Politik

Die neue Härte in der EU-Asylpolitik

Die jüngsten Beschlüsse der EU-Innenminister zur Asylpolitik bringen eine neue Welle der Härte. Wie wird sich dies auf die Menschen und die europäische Einheit auswirken?

vonAnna Müller25. Juni 20262 Min Lesezeit

Letzte Woche saß ich mit einem Freund in einem kleinen Café in Berlin. Während wir unseren Kaffee schlürften, hörten wir, wie die Leute am Nachbartisch hitzig über die neuen Regelungen zur Asylpolitik diskutierten. „Mehr Härte“, rief einer, „das ist die Lösung!“ Es war faszinierend, wie schnell sich die Meinungen um einen so komplexen und emotionalen Themenkreis wie Asyl zusammenziehen lassen.

Die EU-Innenminister haben letzte Woche tatsächlich beschlossen, dass die Asylpolitik härter gefasst werden soll. Vor dem Hintergrund der steigenden Zahlen von Geflüchteten, die in Europa Schutz suchen, wird der Ruf nach strikteren Maßnahmen laut. Dies geschieht nicht nur aus der Sorge um nationale Identitäten, sondern auch aus einem tiefen Unbehagen heraus, das uns allen vertraut ist: die Angst vor dem Unbekannten.

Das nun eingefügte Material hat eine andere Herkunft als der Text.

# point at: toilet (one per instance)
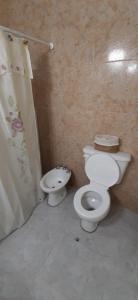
(92, 201)
(54, 184)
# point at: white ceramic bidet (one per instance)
(53, 183)
(92, 201)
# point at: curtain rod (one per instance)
(21, 34)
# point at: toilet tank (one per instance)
(121, 158)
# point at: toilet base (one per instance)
(88, 226)
(55, 198)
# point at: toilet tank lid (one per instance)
(102, 169)
(120, 156)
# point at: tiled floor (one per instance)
(43, 260)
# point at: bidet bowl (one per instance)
(54, 183)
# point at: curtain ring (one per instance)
(10, 37)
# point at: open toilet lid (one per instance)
(102, 169)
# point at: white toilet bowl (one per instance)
(92, 204)
(53, 183)
(92, 201)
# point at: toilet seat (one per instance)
(100, 212)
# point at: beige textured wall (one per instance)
(78, 93)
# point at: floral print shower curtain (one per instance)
(20, 168)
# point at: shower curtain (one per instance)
(20, 168)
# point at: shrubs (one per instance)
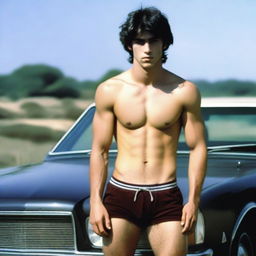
(31, 132)
(33, 110)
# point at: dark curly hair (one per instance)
(150, 20)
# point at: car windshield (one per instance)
(224, 126)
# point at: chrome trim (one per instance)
(68, 131)
(240, 218)
(42, 213)
(232, 153)
(208, 252)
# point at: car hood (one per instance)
(61, 181)
(66, 181)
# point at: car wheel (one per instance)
(243, 245)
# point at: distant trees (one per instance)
(44, 80)
(226, 88)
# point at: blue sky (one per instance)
(213, 39)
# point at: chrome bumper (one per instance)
(208, 252)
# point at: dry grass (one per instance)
(58, 116)
(19, 152)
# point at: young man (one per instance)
(145, 108)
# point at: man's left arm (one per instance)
(194, 130)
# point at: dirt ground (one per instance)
(20, 151)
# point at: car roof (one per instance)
(229, 102)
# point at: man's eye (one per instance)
(155, 40)
(139, 41)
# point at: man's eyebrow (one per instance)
(146, 39)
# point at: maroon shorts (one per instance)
(143, 205)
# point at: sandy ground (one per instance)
(17, 151)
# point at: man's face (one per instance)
(147, 49)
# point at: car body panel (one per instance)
(60, 185)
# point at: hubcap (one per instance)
(242, 250)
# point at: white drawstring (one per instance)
(143, 189)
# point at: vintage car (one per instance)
(44, 208)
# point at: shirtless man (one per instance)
(145, 108)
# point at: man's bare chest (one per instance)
(153, 107)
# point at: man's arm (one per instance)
(103, 127)
(195, 139)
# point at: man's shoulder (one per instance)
(112, 83)
(177, 82)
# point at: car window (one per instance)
(79, 138)
(228, 125)
(224, 126)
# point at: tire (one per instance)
(243, 244)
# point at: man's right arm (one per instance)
(103, 128)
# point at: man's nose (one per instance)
(147, 47)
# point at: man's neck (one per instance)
(146, 76)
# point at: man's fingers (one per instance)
(107, 222)
(183, 219)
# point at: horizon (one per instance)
(213, 41)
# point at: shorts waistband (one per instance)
(135, 187)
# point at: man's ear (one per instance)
(165, 47)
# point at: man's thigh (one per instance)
(166, 239)
(123, 238)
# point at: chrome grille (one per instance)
(30, 232)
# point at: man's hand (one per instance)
(189, 217)
(99, 219)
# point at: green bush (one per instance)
(7, 114)
(34, 110)
(7, 160)
(31, 132)
(71, 111)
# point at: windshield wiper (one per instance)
(250, 147)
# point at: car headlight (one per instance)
(200, 229)
(197, 237)
(95, 239)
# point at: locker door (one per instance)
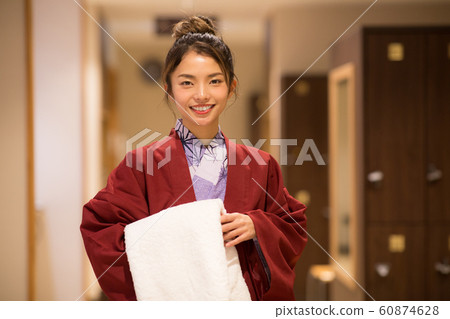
(438, 262)
(305, 117)
(395, 268)
(394, 126)
(438, 161)
(438, 122)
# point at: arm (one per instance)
(121, 202)
(280, 234)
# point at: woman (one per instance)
(265, 224)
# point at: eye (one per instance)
(216, 81)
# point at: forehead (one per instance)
(197, 64)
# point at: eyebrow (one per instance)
(190, 76)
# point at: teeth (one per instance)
(202, 108)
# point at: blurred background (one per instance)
(374, 98)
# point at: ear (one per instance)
(232, 88)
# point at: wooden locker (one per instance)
(305, 117)
(404, 76)
(390, 272)
(437, 261)
(438, 125)
(393, 126)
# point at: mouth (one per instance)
(202, 108)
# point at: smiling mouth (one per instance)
(202, 109)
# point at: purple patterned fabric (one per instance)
(207, 164)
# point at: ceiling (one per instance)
(133, 20)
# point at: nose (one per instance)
(202, 94)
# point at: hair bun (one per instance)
(195, 24)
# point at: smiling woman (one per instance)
(264, 225)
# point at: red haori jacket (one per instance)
(138, 188)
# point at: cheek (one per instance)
(180, 96)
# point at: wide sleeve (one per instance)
(280, 235)
(120, 203)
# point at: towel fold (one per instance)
(178, 254)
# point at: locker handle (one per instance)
(443, 267)
(375, 176)
(433, 173)
(383, 269)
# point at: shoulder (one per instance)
(251, 155)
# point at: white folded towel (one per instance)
(179, 254)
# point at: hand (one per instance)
(236, 228)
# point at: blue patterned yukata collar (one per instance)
(208, 165)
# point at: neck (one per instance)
(203, 133)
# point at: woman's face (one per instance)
(200, 91)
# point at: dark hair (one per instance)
(198, 34)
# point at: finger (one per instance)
(232, 234)
(227, 218)
(228, 227)
(235, 241)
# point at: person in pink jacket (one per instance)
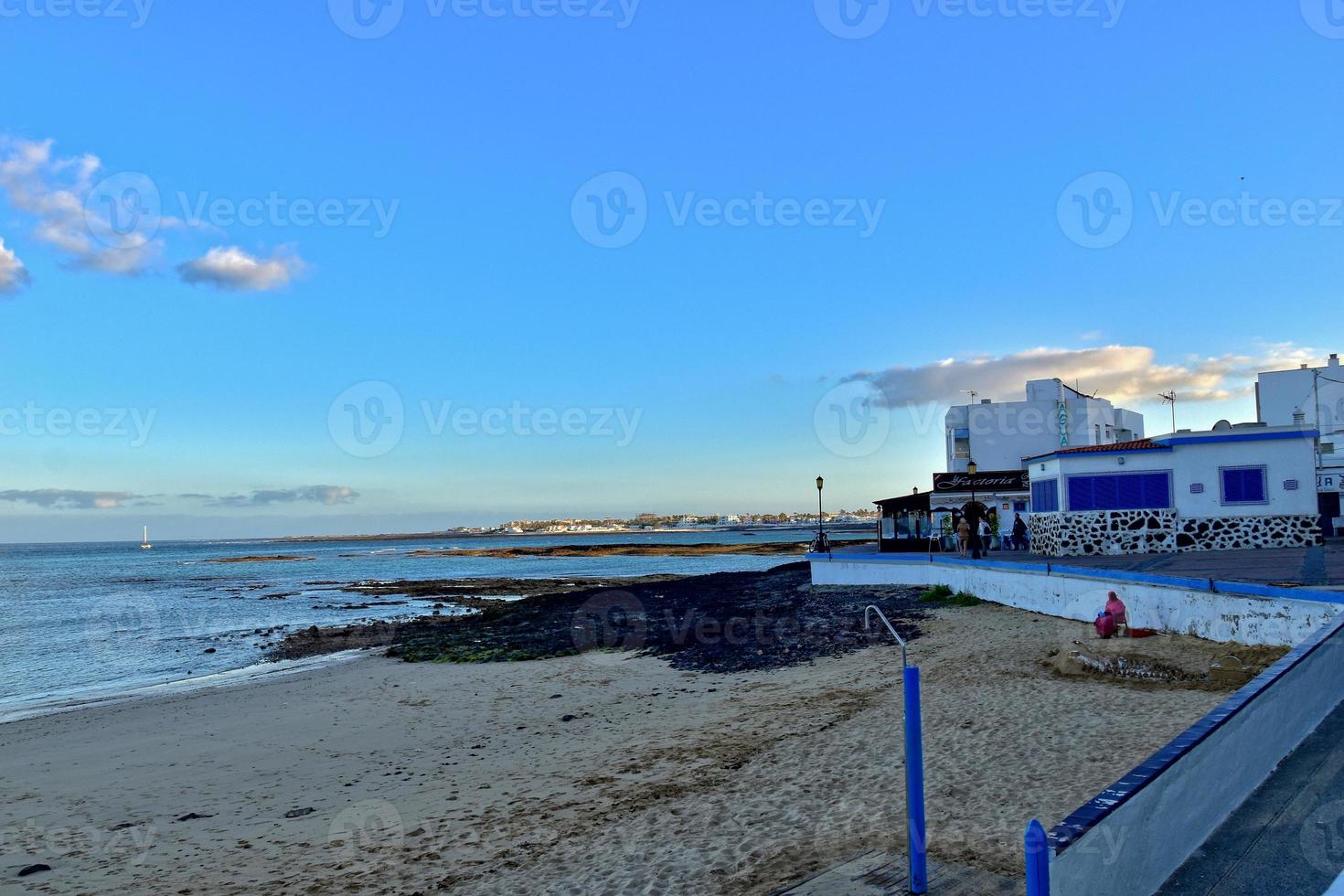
(1115, 607)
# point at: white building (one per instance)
(1312, 397)
(998, 435)
(1232, 486)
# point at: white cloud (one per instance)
(57, 189)
(1118, 372)
(231, 269)
(69, 498)
(328, 495)
(14, 275)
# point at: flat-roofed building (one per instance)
(1232, 486)
(998, 435)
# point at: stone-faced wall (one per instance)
(1064, 535)
(1227, 534)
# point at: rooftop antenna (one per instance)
(1169, 397)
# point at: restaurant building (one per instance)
(995, 438)
(1232, 486)
(1312, 397)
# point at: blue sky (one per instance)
(961, 129)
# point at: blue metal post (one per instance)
(914, 784)
(1038, 860)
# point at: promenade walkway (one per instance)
(1287, 837)
(1318, 567)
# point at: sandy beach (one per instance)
(597, 773)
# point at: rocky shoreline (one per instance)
(768, 549)
(720, 623)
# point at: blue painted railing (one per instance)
(1212, 586)
(1038, 860)
(914, 784)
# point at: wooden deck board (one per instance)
(887, 875)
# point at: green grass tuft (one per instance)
(943, 594)
(937, 594)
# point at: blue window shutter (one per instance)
(1254, 484)
(1081, 495)
(1120, 492)
(1131, 492)
(1244, 485)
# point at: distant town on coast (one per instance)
(649, 523)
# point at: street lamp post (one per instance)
(975, 527)
(821, 531)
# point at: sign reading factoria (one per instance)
(984, 481)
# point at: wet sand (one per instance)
(595, 773)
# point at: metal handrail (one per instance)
(867, 620)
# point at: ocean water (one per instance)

Doch was bedeutet „mehr Härte“ konkret? Die neuen Regelungen beinhalten unter anderem längere Asylverfahren und eine verstärkte Kontrolle der Außengrenzen. Man könnte meinen, dass dies die Probleme an der Wurzel packt. Aber ist das wirklich der Fall? Wenn ich an die Menschen denke, die hinter den Zahlen stehen, bekomme ich ein mulmiges Gefühl. Da sind schutzbedürftige Menschen, Familien mit Kindern, die alles zurückgelassen haben, um in einem fremden Land Sicherheit zu finden.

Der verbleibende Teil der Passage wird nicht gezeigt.